If you are planning a trip overseas, you are encouraged to refer to​ for the recommended vaccinations for the country you are visiting.  If your trip is of a more extensive nature, you may want to discuss with a travel health doctor on the required/recommended vaccinations as well as travel health advice for the activities you are planning for your holiday. This service is available at the Travelers’ Clinics in most hospitals.

  • It is ideal that you schedule your appointment 4 to 6 weeks before your planned departure date. Most vaccines take time to become effective and some vaccines must be given in a series and will offer you protection only after 2 to 3 doses. Parents are advised to accompany their children and teenagers for vaccination appointments.

National Adult Immunisation Schedule

Adult Vaccinations under the National Adult Immunisation Schedule (NAIS) are subsidised for all eligible Singapore citizens and Permanent Residents.

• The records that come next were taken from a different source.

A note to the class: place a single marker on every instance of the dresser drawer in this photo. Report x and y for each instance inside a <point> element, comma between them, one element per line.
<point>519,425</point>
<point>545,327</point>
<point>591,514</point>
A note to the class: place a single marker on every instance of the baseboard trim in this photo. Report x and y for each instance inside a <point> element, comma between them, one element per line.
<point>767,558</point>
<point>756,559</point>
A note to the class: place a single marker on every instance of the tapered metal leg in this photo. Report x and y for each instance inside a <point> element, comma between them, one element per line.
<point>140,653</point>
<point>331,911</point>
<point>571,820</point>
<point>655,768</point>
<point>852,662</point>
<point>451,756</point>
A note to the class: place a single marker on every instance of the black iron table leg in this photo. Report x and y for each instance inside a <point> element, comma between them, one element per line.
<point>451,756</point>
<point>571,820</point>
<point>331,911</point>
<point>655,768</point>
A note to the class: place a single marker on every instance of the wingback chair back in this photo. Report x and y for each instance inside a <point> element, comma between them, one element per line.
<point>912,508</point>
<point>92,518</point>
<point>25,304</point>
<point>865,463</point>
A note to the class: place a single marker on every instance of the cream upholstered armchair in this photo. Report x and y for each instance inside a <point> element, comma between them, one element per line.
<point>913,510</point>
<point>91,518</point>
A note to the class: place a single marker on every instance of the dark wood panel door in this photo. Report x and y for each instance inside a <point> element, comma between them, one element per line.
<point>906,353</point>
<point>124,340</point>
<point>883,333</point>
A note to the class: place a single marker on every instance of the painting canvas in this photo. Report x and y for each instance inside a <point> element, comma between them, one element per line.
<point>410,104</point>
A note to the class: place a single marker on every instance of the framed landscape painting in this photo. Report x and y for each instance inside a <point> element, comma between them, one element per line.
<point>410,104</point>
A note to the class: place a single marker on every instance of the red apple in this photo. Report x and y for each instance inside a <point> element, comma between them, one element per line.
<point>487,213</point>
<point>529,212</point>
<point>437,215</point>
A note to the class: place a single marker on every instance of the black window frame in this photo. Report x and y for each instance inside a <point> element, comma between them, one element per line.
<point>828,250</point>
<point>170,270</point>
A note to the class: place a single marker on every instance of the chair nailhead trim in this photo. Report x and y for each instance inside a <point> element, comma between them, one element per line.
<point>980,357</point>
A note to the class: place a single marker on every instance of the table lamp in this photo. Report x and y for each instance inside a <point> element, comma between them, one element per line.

NHGP offers the following National Adult Immunisations:

  • Hepatitis B
  • Human papillomavirus HPV2 (Cervarix)
  • Influenza
  • Measles, Mumps, Rubella (MMR)
  • Pneumococcal conjugate (PCV13)
  • Pneumococcal polysaccharide (PPSV23)
  • Tentanus, reduced diphtheria and acellular pertussis (Tdap) 1 dose during each pregnancy
  • Varicella (Chickenpox)

Note: Information above correct as of 2nd May 2024. For pricing of vaccinations, please enquire with Contact Centre at 6355 3000.

In addition to the NAIS vaccines, our polyclinics also offer the following non-subsidised vaccinations:

  • Hepatitis A

  • Hepatitis A and B (Twinrix)

  • Meningococcal

  • Tentanus

  • ​Typhoid ​


Please note that the fees for non-subsidised vaccines are not covered under MediSave, or any other financial assistance schemes including MediFund, Medical Fee Exemption Card (MFEC), Public Assistance (PA) and Comcare.